Paul Clur, with whom I have travelled to meet Tutu, has spotted her. Clur is a development officer with Resources for Mission at the Anglican Church of Canada. He runs to greet Tutu, and I turn to follow. The Muslim man beats me to her, his camera at the ready. He asks her, before she’s had a chance to catch her breath, if he can take a photo of her. She stops, looks at the camera, smiles.
And that’s how we first meet Naomi Tutu. We are bringing her to Kingston, Ont. to be the guest speaker at the 150th anniversary celebration of the diocese of Ontario.
We anticipate a giant of a woman, a person who will start talking about her work, her accomplishments, dreams and passions. This is, after all, a woman who was raised by famous parents, who was born into apartheid, learned first-hand the terrible pain and struggles of her people, who watched the end of Apartheid but not the end of racism, and who has spent her life speaking out against it. I wonder if I’ll even be able to keep up my end of the conversation during the three-hour drive.

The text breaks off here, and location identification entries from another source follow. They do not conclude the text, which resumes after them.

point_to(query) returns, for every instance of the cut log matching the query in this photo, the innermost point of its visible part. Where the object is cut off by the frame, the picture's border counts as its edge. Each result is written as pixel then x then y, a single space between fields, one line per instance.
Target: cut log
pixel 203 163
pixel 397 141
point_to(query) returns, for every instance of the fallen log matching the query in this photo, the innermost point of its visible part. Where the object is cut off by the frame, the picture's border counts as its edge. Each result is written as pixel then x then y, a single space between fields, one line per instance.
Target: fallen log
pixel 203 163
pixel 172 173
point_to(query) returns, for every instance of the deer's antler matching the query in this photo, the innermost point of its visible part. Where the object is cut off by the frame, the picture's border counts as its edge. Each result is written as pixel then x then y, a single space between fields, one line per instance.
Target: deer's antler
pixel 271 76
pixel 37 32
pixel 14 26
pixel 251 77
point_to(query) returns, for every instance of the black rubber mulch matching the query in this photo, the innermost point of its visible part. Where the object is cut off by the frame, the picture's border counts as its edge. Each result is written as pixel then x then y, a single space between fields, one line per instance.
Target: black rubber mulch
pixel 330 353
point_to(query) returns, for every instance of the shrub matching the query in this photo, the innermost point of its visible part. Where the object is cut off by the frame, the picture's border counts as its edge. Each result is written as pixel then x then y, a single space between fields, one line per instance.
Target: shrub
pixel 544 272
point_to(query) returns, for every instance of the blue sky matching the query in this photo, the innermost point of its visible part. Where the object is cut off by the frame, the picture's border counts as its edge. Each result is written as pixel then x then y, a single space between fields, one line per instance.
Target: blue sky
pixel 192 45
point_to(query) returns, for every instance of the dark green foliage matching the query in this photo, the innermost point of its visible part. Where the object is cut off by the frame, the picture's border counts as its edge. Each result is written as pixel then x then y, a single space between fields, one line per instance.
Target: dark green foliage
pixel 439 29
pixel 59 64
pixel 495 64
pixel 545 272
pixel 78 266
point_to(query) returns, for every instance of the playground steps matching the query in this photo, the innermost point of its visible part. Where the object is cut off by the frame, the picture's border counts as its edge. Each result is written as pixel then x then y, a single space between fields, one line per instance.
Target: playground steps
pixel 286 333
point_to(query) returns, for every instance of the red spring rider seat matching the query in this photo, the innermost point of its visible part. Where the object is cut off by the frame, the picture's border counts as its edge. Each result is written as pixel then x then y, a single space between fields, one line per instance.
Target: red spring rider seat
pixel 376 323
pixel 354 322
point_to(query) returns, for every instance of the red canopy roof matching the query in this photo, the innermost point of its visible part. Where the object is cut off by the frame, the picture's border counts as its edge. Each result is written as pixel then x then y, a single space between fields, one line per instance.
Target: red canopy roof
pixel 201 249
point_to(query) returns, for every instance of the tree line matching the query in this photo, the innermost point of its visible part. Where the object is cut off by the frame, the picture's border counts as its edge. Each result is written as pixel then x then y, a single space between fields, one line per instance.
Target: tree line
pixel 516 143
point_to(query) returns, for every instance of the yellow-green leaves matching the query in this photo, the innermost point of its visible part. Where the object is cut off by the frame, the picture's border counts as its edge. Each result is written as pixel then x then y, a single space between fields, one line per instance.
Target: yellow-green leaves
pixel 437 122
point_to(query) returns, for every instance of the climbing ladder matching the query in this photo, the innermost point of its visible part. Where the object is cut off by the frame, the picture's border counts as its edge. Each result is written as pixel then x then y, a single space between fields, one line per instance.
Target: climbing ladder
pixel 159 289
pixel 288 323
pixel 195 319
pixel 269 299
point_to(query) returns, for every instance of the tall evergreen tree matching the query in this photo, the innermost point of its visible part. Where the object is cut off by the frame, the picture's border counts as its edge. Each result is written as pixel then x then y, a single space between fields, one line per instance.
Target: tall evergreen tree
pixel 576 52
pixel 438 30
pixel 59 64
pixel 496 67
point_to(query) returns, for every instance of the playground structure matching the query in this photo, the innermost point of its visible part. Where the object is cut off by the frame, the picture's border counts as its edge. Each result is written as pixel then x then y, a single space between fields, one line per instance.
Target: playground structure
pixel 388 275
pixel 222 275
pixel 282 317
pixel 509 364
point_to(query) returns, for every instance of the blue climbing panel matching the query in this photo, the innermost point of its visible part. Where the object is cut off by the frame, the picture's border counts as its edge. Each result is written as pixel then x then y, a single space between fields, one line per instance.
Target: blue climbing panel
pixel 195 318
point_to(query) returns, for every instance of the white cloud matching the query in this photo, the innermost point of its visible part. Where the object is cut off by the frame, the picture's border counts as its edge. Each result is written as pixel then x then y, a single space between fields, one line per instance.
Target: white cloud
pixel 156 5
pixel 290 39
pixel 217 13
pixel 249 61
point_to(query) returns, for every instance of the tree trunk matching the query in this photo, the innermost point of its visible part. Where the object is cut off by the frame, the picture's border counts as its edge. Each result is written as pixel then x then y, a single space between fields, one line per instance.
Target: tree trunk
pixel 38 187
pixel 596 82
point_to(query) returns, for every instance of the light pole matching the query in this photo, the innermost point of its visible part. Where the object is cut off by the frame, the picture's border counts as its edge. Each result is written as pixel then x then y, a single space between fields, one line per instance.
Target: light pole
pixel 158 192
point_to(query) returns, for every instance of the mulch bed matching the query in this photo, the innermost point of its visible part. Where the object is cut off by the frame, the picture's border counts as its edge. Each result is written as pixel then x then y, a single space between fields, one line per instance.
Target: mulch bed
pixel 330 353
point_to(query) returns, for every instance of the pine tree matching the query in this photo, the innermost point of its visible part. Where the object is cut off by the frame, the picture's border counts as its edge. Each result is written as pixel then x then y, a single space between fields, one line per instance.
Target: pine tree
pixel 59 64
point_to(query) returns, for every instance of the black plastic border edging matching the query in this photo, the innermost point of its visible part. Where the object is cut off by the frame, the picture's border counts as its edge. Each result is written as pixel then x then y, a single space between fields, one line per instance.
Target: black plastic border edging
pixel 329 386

But Tutu is down-to-earth, quiet, reserved. I sense she is a deeply private person, a proud mother. But for now, she is just plain tired, having travelled from her home in Nashville, Tenn. with only a few hours’ sleep the night before. Tomorrow she will return home for her son’s 15th birthday.
She asks to sit in the back of Clur’s van so she can rest and we don’t hear a word from her until we arrive in Kingston.
When we arrive at her hotel, she has about 45 minutes to get changed before she appears at a small dinner with the 150th anniversary planning team. At dinner, she’s refreshed, radiant. She greets everyone with gentle ease and grace.
It isn’t until the next day, at Kingston’s K-Rock Centre, that we see and hear her great strength as a speaker.
The K-Rock Centre, home of the Kingston Frontenacs, doesn’t look much like a hockey arena thanks to all the flower and banners. It’s jam packed with 1,800 people who have come from parishes across the diocese to celebrate the eucharist and to hear Naomi speak.
All of a sudden we hear the sound of drums. They’re loud and getting louder. And then, as if by magic, here in our midst are the Remeshi Burundi drummers. Dressed in bright orange and making a glorious noise, they enter the arena carrying huge drums on their heads. They twirl their drum sticks, jump high into the air and beat those drums so fast you can’t see their hands moving. It is a profound and wonderful moment.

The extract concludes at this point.